I can't do anything about the twenty years Cole didn't know he was the grandson of a Russian mobster, but maybe there's a chance I can help convince her to give Cole a name or whatever information she can remember.

Later that morning, I find my stepmother sitting alone on the patio having breakfast.

"Hey, Vanessa."

"Morning, Cass. There's plenty of food left. Enough to feed the entire casino," she says as she surveys the buffet of fruits, muffins, eggs, bacon, and nearly every other breakfast food on the table.

"I'm not really hungry," I admit as I take a seat at the table in the chair across from her. "But could I ask you a question?"

"Sure, hon. Is it about the competition? Because you're killing it! Your father has been blown away by how well you're doing."

"It's not about that, but I'm glad to hear that," I say. "The question I have for you is sort of personal."

"Personal? Okay, hit me," she says, pushing her plate away.

"Why haven't you ever told Cole who his father is?"

Vanessa's green eyes that are a little lighter than Cole's widen. "Oh. Wow. That was probably the last question I expected you to ask me."

"Sorry. You don't have to tell me if you don't want to."

"No, no, it just caught me by surprise." Her brow furrows. "Why do you ask?"

Fuck. Why am I asking? What reason do I have for caring? I come up with an explanation as fast as I can. "I heard him talking about trying to find his father the other day. It seemed important to him. And I guess I can relate since I wish I could find my mother, even if she's…dead."

"Right, well…" She wraps her fingers around the mug of coffee sitting in front of her. "It's not that I've intentionally kept Cole's father's name from him."

"You haven't?"

"No. I was young, and stupid, and I guess I didn't want him to know that his father could be one of several men I slept with during that time period. And I don't recall their names. That's horrible, isn't it?"

"No. I'm not...I wouldn't slut shame anyone. It was more than twenty years ago."

"It was irresponsible," Vanessa replies with a heavy sigh. "But I was embracing my freedom for the first time in my entire life. I felt sexy and wanted. Most likely Cole's father is one of three men I slept with at the Sigma Chi fraternity at the University of Southern California."

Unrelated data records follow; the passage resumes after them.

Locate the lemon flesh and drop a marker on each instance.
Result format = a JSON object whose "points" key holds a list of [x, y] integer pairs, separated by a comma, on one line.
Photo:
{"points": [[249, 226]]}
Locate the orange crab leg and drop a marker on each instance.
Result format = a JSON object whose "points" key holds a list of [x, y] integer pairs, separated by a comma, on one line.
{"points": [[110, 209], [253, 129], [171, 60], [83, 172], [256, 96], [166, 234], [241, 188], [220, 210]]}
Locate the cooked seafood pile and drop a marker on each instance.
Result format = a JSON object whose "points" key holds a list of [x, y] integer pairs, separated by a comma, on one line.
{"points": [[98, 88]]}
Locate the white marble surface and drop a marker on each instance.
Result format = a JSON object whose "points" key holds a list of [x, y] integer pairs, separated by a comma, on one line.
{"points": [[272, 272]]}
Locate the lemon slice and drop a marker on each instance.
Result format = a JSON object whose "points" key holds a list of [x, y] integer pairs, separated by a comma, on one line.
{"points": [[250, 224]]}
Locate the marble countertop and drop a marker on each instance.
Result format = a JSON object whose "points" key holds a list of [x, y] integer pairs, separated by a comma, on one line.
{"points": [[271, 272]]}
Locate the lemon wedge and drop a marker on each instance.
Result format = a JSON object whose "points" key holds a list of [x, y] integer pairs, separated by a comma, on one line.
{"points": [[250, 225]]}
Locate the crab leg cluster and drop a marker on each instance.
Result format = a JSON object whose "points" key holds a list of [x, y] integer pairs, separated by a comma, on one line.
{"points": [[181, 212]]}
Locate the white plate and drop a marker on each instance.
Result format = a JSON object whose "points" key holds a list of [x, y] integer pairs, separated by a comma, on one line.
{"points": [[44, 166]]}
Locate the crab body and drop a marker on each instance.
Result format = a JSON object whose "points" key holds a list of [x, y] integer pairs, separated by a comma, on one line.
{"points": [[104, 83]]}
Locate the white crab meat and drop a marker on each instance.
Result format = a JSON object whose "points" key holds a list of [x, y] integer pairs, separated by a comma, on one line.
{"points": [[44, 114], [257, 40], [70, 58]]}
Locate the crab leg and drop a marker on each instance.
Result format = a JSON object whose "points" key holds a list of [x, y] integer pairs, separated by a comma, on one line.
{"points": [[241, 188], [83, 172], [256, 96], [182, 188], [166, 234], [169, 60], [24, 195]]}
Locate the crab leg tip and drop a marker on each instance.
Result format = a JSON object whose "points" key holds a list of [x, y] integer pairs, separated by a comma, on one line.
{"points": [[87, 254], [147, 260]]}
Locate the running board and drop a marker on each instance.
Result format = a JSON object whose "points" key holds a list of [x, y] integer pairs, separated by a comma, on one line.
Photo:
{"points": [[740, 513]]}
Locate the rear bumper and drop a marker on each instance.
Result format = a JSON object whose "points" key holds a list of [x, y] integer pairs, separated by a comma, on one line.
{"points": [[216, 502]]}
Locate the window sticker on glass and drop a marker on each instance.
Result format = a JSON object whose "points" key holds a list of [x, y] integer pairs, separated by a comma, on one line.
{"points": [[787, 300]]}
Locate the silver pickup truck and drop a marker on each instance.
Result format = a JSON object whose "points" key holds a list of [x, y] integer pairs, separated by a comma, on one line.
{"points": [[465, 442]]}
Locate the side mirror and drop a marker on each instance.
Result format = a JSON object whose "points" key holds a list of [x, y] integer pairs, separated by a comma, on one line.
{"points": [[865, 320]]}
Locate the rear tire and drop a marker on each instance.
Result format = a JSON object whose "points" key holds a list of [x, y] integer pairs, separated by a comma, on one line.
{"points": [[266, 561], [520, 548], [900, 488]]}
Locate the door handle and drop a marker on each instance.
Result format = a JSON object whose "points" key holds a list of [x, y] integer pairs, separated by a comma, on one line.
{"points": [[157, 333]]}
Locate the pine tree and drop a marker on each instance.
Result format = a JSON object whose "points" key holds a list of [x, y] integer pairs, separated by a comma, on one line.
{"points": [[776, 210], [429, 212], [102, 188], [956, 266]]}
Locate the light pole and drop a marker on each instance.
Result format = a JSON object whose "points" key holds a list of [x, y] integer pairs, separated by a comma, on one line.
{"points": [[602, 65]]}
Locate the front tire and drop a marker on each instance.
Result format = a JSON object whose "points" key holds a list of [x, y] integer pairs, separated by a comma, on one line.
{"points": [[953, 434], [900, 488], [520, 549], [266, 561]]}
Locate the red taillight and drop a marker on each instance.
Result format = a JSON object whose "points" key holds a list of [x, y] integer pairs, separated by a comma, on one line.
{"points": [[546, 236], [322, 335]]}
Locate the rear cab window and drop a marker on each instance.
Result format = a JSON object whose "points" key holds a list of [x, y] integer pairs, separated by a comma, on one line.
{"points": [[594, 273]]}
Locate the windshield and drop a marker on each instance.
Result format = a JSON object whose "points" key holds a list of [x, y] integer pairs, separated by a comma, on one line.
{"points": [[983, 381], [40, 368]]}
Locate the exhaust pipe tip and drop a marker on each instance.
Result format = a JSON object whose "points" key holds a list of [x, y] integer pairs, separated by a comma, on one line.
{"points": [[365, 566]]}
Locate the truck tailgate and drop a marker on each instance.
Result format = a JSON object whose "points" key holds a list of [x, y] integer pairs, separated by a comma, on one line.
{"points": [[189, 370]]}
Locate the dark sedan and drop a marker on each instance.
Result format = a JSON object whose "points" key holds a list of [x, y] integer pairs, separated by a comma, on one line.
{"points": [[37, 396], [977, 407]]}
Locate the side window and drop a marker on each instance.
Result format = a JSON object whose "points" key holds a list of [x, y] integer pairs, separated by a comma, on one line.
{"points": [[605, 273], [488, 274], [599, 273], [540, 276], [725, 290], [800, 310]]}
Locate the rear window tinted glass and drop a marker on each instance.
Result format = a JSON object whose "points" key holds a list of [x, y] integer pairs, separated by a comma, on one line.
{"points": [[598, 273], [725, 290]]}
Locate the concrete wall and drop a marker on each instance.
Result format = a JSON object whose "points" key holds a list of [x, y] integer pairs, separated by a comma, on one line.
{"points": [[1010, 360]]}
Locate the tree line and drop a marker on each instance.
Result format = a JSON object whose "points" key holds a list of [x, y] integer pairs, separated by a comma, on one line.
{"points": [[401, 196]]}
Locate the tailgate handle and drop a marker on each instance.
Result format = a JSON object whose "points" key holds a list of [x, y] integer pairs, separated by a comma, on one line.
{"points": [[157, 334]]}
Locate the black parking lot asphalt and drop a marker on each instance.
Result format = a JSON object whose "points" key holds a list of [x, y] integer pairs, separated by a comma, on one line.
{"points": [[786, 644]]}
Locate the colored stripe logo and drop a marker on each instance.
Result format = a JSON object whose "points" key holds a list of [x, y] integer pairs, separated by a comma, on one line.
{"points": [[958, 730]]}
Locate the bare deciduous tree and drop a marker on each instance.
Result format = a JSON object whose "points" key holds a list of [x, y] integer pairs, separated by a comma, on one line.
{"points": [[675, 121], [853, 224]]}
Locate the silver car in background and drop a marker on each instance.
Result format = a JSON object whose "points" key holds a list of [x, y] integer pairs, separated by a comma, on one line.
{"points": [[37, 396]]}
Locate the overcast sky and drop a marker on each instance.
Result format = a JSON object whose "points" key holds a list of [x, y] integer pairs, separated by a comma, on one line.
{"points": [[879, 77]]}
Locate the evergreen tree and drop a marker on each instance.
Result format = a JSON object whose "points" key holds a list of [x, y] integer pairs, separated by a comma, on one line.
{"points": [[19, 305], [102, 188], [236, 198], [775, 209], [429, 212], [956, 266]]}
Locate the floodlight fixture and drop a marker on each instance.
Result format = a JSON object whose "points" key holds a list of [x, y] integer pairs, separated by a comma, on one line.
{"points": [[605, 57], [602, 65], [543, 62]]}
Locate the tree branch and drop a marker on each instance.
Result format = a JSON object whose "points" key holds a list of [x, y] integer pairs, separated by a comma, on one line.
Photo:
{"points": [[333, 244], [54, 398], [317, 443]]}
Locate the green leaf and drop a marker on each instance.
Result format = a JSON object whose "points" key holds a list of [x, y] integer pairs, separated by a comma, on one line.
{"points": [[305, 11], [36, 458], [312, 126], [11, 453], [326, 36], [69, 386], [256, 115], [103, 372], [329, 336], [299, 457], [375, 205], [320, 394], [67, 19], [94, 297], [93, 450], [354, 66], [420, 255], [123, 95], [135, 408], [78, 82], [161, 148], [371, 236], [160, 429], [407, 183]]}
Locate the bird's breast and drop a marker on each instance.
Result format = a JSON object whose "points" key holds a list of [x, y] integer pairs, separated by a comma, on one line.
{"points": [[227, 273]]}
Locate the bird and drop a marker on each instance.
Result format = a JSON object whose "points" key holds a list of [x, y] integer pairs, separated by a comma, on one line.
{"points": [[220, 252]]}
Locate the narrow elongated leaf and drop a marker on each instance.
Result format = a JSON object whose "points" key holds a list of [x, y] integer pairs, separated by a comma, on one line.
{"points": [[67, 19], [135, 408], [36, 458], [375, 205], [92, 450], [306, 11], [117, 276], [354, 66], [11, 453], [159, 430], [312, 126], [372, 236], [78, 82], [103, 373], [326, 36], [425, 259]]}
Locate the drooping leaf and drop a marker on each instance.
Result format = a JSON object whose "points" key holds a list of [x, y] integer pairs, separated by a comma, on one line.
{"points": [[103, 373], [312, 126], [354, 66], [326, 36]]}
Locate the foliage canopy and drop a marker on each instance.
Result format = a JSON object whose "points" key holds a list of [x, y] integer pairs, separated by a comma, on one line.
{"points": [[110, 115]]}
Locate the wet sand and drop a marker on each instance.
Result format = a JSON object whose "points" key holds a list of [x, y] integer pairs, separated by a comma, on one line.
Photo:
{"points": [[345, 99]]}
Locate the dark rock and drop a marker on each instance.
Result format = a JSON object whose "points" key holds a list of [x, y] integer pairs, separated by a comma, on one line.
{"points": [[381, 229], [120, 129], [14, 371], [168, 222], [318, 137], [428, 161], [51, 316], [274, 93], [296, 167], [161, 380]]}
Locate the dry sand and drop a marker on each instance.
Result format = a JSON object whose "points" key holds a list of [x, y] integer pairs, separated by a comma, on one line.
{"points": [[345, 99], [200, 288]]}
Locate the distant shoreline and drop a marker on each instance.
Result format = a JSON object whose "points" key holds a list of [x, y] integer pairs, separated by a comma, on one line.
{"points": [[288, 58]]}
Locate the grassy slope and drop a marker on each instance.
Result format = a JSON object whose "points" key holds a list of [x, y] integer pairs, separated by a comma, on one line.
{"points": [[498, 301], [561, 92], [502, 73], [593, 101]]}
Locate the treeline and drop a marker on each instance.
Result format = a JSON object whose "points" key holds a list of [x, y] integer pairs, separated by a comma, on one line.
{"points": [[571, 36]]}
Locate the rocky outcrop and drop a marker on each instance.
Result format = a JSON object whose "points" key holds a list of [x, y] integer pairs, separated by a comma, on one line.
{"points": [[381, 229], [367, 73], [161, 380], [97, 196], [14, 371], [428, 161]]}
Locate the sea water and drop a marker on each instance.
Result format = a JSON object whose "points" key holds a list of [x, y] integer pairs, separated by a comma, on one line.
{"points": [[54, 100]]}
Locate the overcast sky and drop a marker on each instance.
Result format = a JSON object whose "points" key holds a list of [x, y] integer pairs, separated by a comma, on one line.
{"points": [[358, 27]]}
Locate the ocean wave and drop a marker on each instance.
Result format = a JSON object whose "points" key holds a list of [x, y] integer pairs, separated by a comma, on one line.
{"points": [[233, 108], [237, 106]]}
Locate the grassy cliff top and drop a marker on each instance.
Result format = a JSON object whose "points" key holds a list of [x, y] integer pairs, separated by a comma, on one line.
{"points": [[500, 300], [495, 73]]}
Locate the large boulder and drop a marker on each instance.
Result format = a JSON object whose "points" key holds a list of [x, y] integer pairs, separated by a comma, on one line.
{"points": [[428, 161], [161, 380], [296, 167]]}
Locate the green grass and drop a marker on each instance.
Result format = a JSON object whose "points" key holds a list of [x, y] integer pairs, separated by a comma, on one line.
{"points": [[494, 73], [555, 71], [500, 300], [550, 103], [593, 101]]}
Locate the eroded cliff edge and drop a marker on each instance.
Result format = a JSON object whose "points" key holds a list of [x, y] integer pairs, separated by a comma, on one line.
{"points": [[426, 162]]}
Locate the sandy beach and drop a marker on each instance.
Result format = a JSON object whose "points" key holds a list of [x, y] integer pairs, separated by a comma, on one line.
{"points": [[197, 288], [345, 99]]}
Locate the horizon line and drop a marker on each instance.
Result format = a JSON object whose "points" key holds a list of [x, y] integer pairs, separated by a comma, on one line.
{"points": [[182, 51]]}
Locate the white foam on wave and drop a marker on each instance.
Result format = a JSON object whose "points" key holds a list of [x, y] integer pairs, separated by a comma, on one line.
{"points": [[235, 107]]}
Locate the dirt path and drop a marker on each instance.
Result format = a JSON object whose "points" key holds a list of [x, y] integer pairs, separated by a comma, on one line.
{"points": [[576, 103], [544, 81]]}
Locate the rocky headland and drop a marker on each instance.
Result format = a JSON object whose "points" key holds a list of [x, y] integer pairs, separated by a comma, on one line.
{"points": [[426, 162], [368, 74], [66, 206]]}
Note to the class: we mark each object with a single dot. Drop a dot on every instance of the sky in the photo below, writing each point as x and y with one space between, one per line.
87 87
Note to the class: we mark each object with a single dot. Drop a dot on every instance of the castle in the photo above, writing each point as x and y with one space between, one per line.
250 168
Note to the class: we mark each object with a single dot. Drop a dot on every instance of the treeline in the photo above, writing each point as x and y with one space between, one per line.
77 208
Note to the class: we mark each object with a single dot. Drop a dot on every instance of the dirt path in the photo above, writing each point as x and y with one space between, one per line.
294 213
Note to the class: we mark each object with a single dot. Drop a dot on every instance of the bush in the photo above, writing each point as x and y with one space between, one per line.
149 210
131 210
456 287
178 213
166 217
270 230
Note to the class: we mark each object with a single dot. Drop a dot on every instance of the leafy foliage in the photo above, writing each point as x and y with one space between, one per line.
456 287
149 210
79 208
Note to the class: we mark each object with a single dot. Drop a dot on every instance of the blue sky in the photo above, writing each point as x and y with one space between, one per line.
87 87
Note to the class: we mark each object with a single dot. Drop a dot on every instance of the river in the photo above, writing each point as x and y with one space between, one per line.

Well, fuck. Cole already knew all that.

"I've told him it was one of the guys in the frat. I just never explained that there were multiple men who could possibly be the one. That makes me a bad mother..."

"No, I doubt a son would want to know about his mother's promiscuity. But at the same time, he doesn't really seem like a prude," I point out to her without mentioning that he pretends to fuck married women in front of their husbands and with their husbands in pornos.

"Oh, I know Cole probably wouldn't bat an eye. Maybe I should tell him the truth. But it's not like it matters, though. Without a name..."

"You think it's a lost cause?" I surmise.

"Yes," she admits, her shoulders deflating. "And I hate that for Cole. I always have."

"But you're certain they were a member of the fraternity?" I ask her.

"Yes. Definitely. One of them had a room there. His roommate was another…participant, as well as their friend, who I'm almost certain was also their frat bro."

Okay. This is something. Just because the pool of Cole's potential fathers is larger than expected, that doesn't mean it's an impossible task.

All we have to do is figure out how to get the men from the fraternity to all take a DNA test.

Should be easy, right?

Yeah, I'm going to need to make another plan.